One way for capitalism to transcend the limits of the biosphere without transcending the limits of capitalism would be to colonize the rest of the solar system, the galaxy, and beyond... Jeff Bezos and Elon Musk are leading the capitalist charge into space with their respective Blue Origin and SpaceX firms. Musk hopes to colonize Mars, and Bezos told a morning news show that “we can move all heavy industry and all polluting industry off of Earth and operate it in space." There is always another frontier, if you know where to look.
This book is a haunting - literally haunting - exploration of how the present word came into being, continually zooming out from the particular place of Palo Alto and its surrounding ‘Silicon Valley’ dreamscape, to the very exceptional state that contains it, to the United States which cries out in its yearning to become a California Writ Large, to the entire suffering world beyond which goes into satisying its untold wants and desires for more, more and more. Then blasting back down from low Earth orbit to zoom back in on little Palo Alto and ask: “What’s wrong with the kids here, who so often choose death to living on in the world which has been wrought for them?”
NOTE - On the centrist perspective of the NYFT
For balance, here’s the New York Times’ ultra-centrist take on Harris’s book by Gary Kamiya, which accuses him of cherrypicking history to make both the U.S.’ legacy and the present-day U.S. look bad, and of critiquing the existing system from a Marxist perspective without proposing a solution.

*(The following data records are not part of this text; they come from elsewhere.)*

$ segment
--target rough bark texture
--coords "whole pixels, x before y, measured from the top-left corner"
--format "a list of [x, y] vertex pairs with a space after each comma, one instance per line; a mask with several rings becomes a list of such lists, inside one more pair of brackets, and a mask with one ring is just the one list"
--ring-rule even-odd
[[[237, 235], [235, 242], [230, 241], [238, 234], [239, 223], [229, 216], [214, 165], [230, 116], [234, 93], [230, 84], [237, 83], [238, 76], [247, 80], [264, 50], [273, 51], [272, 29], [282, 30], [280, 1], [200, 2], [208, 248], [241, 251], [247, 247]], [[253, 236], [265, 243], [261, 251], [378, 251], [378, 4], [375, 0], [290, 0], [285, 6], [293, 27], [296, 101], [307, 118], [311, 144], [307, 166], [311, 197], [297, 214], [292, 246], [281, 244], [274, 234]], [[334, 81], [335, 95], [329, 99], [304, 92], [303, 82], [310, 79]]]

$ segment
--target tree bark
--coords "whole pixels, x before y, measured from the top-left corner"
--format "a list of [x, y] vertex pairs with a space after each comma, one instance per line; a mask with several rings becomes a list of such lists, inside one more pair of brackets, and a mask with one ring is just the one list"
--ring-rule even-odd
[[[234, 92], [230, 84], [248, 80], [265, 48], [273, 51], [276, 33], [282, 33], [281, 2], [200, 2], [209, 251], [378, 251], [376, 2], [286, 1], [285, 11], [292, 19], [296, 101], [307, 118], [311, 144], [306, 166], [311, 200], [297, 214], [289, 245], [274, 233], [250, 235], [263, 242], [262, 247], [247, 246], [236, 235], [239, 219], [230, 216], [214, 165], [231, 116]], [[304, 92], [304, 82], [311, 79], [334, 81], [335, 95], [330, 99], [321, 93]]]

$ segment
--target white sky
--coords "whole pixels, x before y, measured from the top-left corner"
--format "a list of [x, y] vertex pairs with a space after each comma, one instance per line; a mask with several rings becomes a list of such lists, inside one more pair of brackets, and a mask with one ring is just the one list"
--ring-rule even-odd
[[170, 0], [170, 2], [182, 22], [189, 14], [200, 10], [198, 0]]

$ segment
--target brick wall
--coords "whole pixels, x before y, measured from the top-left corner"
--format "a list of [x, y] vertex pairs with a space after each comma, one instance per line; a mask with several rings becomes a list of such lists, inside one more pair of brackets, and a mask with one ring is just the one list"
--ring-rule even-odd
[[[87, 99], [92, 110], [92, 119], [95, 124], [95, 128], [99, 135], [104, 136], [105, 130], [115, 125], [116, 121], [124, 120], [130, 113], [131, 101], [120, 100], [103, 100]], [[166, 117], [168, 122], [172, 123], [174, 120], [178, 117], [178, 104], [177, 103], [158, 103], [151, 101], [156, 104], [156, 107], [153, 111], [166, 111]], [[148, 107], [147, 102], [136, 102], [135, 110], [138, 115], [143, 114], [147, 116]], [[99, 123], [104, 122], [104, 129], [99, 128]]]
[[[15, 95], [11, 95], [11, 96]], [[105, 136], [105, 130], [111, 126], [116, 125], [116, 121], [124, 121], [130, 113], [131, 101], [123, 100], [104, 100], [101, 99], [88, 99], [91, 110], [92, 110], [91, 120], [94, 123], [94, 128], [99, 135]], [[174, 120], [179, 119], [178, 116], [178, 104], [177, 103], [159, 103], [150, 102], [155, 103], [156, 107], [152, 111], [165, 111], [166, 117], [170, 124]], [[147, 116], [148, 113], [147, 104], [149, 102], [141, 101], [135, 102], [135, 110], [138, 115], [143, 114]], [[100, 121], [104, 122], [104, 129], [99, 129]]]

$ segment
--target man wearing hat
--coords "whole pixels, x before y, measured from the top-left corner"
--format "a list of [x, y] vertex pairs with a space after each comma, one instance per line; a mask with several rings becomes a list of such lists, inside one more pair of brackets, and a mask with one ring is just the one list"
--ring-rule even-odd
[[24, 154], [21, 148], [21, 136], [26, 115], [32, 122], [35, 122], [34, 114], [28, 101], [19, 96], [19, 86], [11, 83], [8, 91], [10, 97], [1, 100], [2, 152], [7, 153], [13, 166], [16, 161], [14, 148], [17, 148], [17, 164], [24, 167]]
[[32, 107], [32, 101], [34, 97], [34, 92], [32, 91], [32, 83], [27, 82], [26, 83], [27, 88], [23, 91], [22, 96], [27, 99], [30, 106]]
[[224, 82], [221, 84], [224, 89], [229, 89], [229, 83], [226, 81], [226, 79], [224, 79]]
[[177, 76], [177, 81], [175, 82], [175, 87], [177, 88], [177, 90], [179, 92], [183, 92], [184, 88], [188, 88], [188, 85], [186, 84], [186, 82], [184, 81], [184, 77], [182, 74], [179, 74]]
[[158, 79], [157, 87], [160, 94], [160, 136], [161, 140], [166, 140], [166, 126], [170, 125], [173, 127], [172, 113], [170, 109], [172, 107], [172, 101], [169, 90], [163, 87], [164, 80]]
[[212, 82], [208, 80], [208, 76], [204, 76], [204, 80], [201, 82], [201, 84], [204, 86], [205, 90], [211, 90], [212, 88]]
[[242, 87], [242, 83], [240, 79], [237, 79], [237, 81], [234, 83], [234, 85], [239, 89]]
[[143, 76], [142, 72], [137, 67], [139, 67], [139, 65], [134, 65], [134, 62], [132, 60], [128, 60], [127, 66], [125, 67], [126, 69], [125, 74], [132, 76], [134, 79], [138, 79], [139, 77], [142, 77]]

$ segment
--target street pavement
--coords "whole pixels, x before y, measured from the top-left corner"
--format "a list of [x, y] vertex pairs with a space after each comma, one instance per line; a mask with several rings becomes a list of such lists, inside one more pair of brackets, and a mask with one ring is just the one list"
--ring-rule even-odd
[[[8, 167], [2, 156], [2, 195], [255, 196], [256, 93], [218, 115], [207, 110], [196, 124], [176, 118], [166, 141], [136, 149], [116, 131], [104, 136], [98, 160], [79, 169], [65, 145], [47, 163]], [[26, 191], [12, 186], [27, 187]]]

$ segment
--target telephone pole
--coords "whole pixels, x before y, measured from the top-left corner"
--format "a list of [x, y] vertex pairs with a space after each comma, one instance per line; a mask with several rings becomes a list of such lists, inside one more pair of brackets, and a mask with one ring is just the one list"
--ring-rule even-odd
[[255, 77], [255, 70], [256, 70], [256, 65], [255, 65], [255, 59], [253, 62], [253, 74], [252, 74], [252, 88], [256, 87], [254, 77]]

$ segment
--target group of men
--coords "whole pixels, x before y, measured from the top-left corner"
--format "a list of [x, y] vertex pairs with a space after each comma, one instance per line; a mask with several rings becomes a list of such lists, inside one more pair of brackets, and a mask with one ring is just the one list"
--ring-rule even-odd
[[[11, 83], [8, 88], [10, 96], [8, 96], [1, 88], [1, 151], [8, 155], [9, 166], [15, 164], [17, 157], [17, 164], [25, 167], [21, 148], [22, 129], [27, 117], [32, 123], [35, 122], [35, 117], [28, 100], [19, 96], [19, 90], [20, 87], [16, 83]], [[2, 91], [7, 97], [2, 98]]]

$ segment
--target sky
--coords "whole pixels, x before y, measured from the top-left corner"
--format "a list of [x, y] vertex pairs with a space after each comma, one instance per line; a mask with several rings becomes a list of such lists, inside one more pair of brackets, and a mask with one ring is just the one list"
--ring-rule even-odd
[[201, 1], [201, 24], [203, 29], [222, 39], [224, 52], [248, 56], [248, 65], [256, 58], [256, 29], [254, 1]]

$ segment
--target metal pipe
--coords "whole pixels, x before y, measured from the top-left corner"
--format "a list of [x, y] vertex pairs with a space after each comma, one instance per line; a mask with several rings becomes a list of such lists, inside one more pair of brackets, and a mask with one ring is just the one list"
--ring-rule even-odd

As for how bad the present day situation of the U.S. really is, I’ll leave that for those who live there. I speak only as an inhabitant of the Imperial outer periphery, made to live with the consequences of American dysfunction but with less-than-zero say about how it plays out.

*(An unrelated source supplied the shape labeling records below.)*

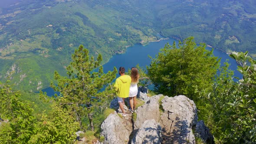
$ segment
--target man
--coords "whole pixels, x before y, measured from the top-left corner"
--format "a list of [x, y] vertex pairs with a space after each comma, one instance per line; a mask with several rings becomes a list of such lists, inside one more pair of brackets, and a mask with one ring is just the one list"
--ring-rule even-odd
[[123, 67], [119, 68], [119, 73], [121, 76], [116, 79], [114, 85], [115, 89], [116, 92], [119, 107], [122, 111], [122, 115], [123, 117], [126, 116], [124, 109], [125, 98], [129, 96], [129, 90], [131, 81], [131, 76], [125, 75], [125, 68]]

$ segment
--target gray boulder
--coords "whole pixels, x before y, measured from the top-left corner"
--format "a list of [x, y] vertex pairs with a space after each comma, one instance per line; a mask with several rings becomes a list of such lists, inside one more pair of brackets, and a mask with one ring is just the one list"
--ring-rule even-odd
[[192, 127], [198, 117], [194, 102], [184, 95], [165, 96], [161, 102], [164, 112], [160, 122], [164, 141], [170, 144], [195, 144]]
[[159, 103], [157, 97], [150, 98], [149, 100], [135, 111], [137, 113], [136, 119], [134, 122], [135, 131], [141, 128], [146, 120], [154, 119], [156, 121], [159, 121], [160, 112]]
[[200, 138], [204, 143], [214, 144], [213, 137], [210, 134], [209, 128], [204, 124], [203, 121], [200, 121], [197, 123], [195, 136]]
[[137, 98], [138, 99], [141, 99], [145, 102], [150, 100], [150, 97], [148, 97], [146, 93], [143, 93], [140, 92], [139, 92], [139, 95], [138, 95]]
[[154, 119], [145, 121], [131, 140], [131, 144], [161, 144], [161, 126]]
[[139, 92], [141, 92], [144, 93], [148, 93], [148, 90], [147, 87], [140, 86], [138, 88], [138, 95], [140, 95]]
[[103, 144], [127, 144], [132, 131], [130, 121], [120, 118], [115, 112], [110, 114], [101, 125], [101, 136], [104, 136]]

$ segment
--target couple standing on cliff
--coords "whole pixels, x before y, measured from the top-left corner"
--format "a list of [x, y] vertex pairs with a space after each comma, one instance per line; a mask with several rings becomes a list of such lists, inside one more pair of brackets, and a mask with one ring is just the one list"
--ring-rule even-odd
[[138, 70], [135, 67], [131, 68], [131, 76], [126, 75], [125, 69], [120, 67], [119, 69], [120, 77], [116, 79], [114, 87], [116, 92], [118, 103], [121, 110], [122, 115], [126, 116], [124, 109], [125, 98], [129, 97], [131, 109], [129, 111], [133, 113], [137, 103], [136, 96], [138, 92], [137, 83], [139, 82], [140, 76]]

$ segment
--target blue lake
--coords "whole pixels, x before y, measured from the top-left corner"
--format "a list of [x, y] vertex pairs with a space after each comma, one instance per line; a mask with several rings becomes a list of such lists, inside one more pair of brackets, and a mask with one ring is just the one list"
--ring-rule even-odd
[[[115, 55], [111, 58], [108, 62], [103, 65], [104, 72], [107, 72], [108, 71], [112, 71], [114, 67], [117, 69], [120, 66], [124, 67], [126, 70], [131, 69], [131, 67], [136, 66], [139, 64], [140, 66], [144, 68], [146, 65], [149, 65], [151, 59], [148, 56], [154, 58], [155, 56], [159, 52], [160, 49], [163, 48], [164, 45], [169, 43], [171, 45], [174, 41], [175, 41], [176, 43], [178, 41], [174, 39], [170, 38], [168, 39], [162, 40], [159, 42], [151, 42], [148, 45], [144, 46], [140, 44], [136, 44], [134, 46], [127, 49], [125, 53]], [[207, 47], [207, 49], [211, 50], [212, 48]], [[216, 56], [221, 58], [221, 63], [223, 64], [226, 59], [229, 61], [229, 69], [234, 71], [235, 76], [242, 78], [242, 75], [236, 70], [237, 65], [236, 61], [230, 58], [226, 53], [217, 49], [214, 49], [213, 54]], [[119, 76], [117, 75], [117, 78]], [[51, 96], [54, 95], [53, 90], [50, 88], [47, 88], [42, 90], [46, 92], [47, 95]]]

I especially would be reluctant to speak about how good or bad the present-day really is, given that Palo Alto is written by a younger person. I’m about the same (advanced) age as Mr Kamiya. Older people really shouldn’t flaunt their complacency about their satisfaction over how life has turned out for them, and then turn it into a worldview.
My concern is this reviewer’s blithe hand-wave: “But what should replace this capitalist horror show once it’s been shattered? Harris never tells us.” Disingenuous in the extreme, Mr Kamiya. Centrists really should try harder than simply pretending that socialism, with all those oodles of programmatic pamphleteering, just don’t exist.
Surely it’s a bit rich that poor Harris, who’s correctly identified as a Marxist by the reviewer, is expected to recapitulate the entire debate about Marxist praxis, whether to transform society by agitation and labour organisation, or push for a political revolution. His book is already a 720 page monster, for heaven’s sake. Couldn’t he just leave the entire transformation of our dystopian society for another 700+ page book? Maybe we could call it… what’s a good name?… I know, we could call it Capital.
I've been in California for 23 years now. It IS sick, and maybe it IS haunted. I may echo my exiting friends from time to time by diagnosing the sickness, but then I realize that the entire planet is sick. Humanity is sick. And it's not a bug, it's a feature.
I could throw down a laundry list of bad politicians, tech-guru/Cthulu bros with outsized influence, the fact that too many people live here...and I'd be right. But then I remember something:
I lived in a mid-sized Michigan city previous to here, and had to deal with racism, rednecky ignorance, and unemployment. So what I guess I'm saying is the land of objectivism has become the land of opportunity. It takes a little alchemical transmutation to give it a positive spin. Like I just did now!
Does Harris address Hollywood at any point in the narrative? Because that's a California-based exploitative business if there ever was one.